GROUP BY HTML_Entity
HAVING Files > 1
ORDER BY Files DESC
LIMIT 80;
Files HTML_Entity Replace Example
314 &-8211; U+2013 (En dash)
67 &-195; ...SAN DIEGO (March 28, 2007) &-195;&-145; Sailors...   Done
27 &-34; U+0022 (Quote Mark)
21 &-x2F; U+002F (Forward slash)
15 &-8220; U+201C (Left curly quote)   Done
15 &-8221; U+201D (Right curly quote)   Done
12 &_-39; U+0027 (Apostrophe)   Done
11 &-226;&-128; ...an electrician&-226;&-128;&-153;s mate…   Done
9 &-x27; U+0027 (Apostrophe)   Done
9 &-8216; U+2018 (Left curly apostrophe)   Done
8 &_amp; U+0026 (Ampersand)   Done
8 &-65533; ...Women&-65533;s Acc...   Done
1 &-194;&-160; ...against Vanderbilt.&-194;&-160;.jpg   Done
7 &-194;&-168;   Done
7 &_-8217; U+2019 (Right curly apostrophe)   Done
5 &_quot; U+0022 (Quote Mark)   Done
4 &_-8216; U+2018 (Left curly apostrophe)   Done
4 &-39; U+0027 (Apostrophe)   Done
4 &-8217; U+2019 (Right curly apostrophe)   Done
4 &_1740; U+06CC (Arabic Dot-less Ya)   Done (good catch!)
2 &-201; ...de l'Arriere - &-201;conomisez le...   Done
2 &-259; U+0103 (a with breve)   Done
1 &-x1F; Fran&-x1F;çois...   Done
Those aren't wonky, just # is invalid for MediaWiki file names while they're just fine in Windows. Dispenser (talk) 17:42, 15 October 2017 (UTC)
There seem to three types of errors: space/underscore inserted after &, the HTML entity sent (both in decimal and hexadecimal), and for some reason &-226;&-128;&-153; which is the UTF-8 sequence e2 80 99 for U+2019 (Right curly apostrophe). Dispenser (talk) 03:06, 16 October 2017 (UTC)
Possibly fixed phab:T67297 (deploy, kinda). Most recent occurrences: 2x Oct 8 and 2x Oct 10 by User:Fæ (direct entity variant), 1x Sept 25 by User:Lz jawa using UploadWizard (space inserting), several times in August by User:*angys* using Flickr2Commons (direct hexadecimal entity). Also, User:Pharos in July using GWToolset (direct hexadecimal entity). Dispenser (talk) 03:43, 16 October 2017 (UTC)
New Report: User:Dispenser/HTML entities Dispenser (talk) 18:46, 16 October 2017 (UTC)

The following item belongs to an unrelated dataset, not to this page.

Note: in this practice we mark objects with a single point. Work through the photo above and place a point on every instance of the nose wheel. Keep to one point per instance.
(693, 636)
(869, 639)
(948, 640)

From what I have read, this is a small number of files. No objections to the obvious fixes, or I can eventually fix by tweaking an existing regex based renamer if nobody gets to it. -- (talk) 04:04, 16 October 2017 (UTC)

I think the multi-part entries require a closer look, as there are file names like File:Alexia Chascsa completes &-195;&-162;&-226;&-130;&-172;a"dunker&-195;&-162;&-226;&-130;&-172;&-194;- training at the Helicopter Overwater Survival Training facility during Aviation Spouses Day 130607-A-SM724-320.jpg or File:U.S. Army Staff Sgt. Matthew Parsons, 2nd Battalion, 309th Regiment, an egress-training instructor, climbs a rope obstacle during day two of the 174th&-195;&-162;&-226;&-130;&-172;&-226;&-132;&-162;s 130313-A-IM587-889.jpg. --Achim (talk) 17:02, 16 October 2017 (UTC)
html.unescape(u'&-195;&-162;&-226;&-130;&-172;&-226;&-132;&-162;'.replace('-', '#')).encode('cp1252').decode('utf-8').encode('cp1252').decode('utf-8') comes out as U+2019 (Right curly apostrophe)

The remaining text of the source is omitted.